Вскоре из Сайяго в Толедо приехала одна распутница, которую даже видавшие виды сайягцы окрестили Бешеной Кобылкой. Помимо своего основного ремесла, она еще умела наводить порчу, морить крыс, готовить эликсир любви, по внутренностям покойников или по горсти земли угадывать будущее — короче, трудно даже сказать, что было ее основным ремеслом, а что только приработком. Весь Толедо перебывал у нее, не по одним, так по другим надобностям, и каждого она находила способ ублаготворить: кому открывала объятья, делая это с искусством тетуанских невольниц, кого натирала заговоренной бычьей кровью, чтобы стал он неуязвим для клинка, а некой девице трижды в течение одной недели восстанавливала невинность. Прежде, по словам девицы, чего только она ни перепробовала, а все как в анекдоте: «Слышь, а чё это на фугаске-то моей болтается?» — «Да то ж целка моя». — «А чё на ей штамп мясокомбинату?» Нынче же по сорок муравьеди брала за потерю того, чем, верно, отроду не обладала. Надо ли говорить, что если бы у герцога Алансонского дела шли так же, как у этой сайягской Бешеной Кобылки, мы бы давно взяли Антверпен.
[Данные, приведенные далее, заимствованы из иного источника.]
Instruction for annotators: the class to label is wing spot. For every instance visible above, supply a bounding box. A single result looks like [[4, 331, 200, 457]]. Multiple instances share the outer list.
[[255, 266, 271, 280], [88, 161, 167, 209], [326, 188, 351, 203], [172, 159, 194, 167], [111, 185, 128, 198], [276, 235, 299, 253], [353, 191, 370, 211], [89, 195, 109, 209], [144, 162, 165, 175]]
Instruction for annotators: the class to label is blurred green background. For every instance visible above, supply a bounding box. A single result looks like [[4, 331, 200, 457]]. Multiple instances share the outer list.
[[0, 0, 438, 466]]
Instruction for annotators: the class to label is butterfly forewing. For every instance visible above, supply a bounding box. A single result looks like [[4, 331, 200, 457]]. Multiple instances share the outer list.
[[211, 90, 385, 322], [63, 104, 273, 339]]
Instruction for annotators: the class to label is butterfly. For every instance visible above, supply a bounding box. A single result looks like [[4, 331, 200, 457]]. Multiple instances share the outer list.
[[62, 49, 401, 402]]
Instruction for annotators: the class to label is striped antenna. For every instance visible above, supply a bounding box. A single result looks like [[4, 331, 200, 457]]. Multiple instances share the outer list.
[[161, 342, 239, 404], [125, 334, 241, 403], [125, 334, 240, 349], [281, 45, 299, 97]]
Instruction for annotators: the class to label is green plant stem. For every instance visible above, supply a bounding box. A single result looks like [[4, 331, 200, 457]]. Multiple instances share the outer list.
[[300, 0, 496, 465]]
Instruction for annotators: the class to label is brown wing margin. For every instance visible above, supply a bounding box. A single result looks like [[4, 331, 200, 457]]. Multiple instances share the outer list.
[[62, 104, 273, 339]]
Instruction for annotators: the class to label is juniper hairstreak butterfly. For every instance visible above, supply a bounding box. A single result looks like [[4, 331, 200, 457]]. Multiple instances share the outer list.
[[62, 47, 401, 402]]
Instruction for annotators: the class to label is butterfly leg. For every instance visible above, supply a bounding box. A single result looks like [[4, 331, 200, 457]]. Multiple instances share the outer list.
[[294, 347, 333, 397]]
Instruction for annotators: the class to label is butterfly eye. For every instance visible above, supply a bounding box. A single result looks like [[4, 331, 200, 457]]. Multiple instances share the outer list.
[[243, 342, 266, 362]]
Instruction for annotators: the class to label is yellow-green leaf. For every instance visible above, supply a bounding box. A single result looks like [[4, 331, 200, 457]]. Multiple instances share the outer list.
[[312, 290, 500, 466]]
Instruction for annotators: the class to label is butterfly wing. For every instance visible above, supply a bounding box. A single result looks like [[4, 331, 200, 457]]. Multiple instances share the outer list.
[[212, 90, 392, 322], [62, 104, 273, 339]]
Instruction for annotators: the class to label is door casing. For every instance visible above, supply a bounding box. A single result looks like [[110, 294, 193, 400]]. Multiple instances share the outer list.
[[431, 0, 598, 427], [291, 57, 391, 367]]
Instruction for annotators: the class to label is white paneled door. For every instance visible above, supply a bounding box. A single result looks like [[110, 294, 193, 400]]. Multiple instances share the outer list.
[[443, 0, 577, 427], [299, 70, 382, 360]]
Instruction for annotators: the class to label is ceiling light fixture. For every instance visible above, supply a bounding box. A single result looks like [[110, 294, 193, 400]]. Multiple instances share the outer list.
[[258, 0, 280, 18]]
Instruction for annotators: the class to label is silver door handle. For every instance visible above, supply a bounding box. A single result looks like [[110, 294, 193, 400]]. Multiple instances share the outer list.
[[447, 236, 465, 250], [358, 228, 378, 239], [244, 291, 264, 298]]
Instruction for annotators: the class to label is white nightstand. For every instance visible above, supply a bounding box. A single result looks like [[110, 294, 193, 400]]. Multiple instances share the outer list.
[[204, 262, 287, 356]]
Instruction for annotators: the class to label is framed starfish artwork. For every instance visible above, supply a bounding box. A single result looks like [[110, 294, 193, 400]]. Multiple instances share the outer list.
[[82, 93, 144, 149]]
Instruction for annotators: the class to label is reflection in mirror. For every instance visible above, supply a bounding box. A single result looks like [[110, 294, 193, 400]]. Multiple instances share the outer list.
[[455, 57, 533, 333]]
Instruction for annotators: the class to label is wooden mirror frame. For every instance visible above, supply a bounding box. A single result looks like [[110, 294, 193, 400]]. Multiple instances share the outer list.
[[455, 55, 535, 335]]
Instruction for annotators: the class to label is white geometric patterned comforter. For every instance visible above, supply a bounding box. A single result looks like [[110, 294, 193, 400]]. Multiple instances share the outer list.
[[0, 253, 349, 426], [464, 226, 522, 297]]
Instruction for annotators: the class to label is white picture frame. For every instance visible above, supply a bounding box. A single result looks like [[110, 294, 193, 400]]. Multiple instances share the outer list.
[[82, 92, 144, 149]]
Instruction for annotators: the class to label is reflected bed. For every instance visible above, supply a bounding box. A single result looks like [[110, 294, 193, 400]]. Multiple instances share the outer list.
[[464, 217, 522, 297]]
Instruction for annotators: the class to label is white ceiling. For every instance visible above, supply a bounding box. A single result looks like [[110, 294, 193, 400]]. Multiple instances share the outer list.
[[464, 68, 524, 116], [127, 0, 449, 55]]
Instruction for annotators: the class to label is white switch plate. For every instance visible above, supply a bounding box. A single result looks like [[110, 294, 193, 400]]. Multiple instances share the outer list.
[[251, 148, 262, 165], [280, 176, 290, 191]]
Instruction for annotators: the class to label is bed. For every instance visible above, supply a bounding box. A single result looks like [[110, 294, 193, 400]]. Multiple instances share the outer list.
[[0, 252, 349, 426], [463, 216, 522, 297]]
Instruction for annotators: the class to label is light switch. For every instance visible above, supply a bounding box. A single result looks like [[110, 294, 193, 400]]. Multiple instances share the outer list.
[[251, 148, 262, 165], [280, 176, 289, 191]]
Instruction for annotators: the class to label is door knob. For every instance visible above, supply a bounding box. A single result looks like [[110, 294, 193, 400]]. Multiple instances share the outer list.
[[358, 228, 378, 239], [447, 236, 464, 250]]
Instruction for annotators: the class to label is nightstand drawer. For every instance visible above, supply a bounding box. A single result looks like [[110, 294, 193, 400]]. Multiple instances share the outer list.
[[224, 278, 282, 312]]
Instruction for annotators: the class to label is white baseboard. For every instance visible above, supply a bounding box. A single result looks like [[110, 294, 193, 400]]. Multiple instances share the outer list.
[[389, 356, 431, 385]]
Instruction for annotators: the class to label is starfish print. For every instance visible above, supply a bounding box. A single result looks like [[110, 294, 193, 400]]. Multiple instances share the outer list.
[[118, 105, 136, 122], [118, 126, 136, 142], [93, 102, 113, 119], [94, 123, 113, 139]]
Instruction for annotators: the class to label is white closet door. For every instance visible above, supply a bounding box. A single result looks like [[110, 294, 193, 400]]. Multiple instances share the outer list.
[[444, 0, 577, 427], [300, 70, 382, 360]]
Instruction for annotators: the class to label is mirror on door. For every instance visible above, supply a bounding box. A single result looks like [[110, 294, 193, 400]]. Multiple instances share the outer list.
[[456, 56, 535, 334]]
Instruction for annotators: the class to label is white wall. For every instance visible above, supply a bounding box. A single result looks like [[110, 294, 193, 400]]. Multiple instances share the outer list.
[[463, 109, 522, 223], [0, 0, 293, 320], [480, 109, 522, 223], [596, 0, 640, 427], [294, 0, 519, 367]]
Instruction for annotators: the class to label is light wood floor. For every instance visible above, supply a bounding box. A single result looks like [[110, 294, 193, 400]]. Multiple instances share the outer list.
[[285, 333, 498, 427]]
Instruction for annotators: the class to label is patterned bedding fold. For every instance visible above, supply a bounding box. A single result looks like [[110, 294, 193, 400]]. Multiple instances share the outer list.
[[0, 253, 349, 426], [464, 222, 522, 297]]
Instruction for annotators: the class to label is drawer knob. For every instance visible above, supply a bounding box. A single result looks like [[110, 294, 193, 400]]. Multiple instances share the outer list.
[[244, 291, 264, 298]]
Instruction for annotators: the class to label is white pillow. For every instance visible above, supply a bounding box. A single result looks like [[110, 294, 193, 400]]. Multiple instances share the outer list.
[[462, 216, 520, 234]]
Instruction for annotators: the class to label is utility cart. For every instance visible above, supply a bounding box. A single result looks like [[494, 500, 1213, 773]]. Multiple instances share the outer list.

И вот, прознав, что в Толедо живет человек, чье целомудрие может потягаться с ее распутством, Бешеная Кобылка во что бы то ни стало пожелала видеть этого Недотрогу. Видриере передали, что особа сия несколько лет прожила в Саламанке, и он явился к ней посмотреть, не знакомая ли. Та вскоре поняла, что в честном бою ей победы не видать.
— Бесноватый какой-то! — в сердцах вскричала она, когда не преуспела ни речами, полными кромешного бесстыдства, ни танцами — такими, что, по замечанию Видриеры, святому Иоанну Провозвестнику конец бы пришел, даже будь у него голов как у Лернейской Гидры.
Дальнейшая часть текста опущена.